A Periplasmic Binding Protein for Pyrroloquinoline Quinone

Research output: Contribution to journalArticle

Abstract

Pyrroloquinoline quinone (PQQ) is an essential redox cofactor in bacterial calcium- and lanthanide-dependent alcohol dehydrogenases. Although certain bacteria are known to synthesize and secrete PQQ, little is known about trafficking of this cofactor within and between cells.
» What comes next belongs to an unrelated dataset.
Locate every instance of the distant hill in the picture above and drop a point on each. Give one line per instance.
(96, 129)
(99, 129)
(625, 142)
Here, we show that a previously uncharacterized periplasmic (solute) binding protein from Methylobacterium extorquens AM1, here renamed PqqT, binds 1 equiv of PQQ with high affinity (Kd = 50 nM). UV-visible and spectrofluorometric titrations establish that PqqT binds an unhydrated form of PQQ with distinct spectral features from the cofactor in free solution. To our knowledge, PqqT is the first solute-binding protein identified for PQQ and the first protein implicated in cellular trafficking of the cofactor. We propose that PqqT, which is encoded adjacent to a putative ATP-binding cassette transporter in the M. extorquens genome, is involved in uptake of exogenous PQQ to supplement endogenous cofactor biosynthesis. These results support the emerging importance of PQQ transfer within microbial and microbe-host communities.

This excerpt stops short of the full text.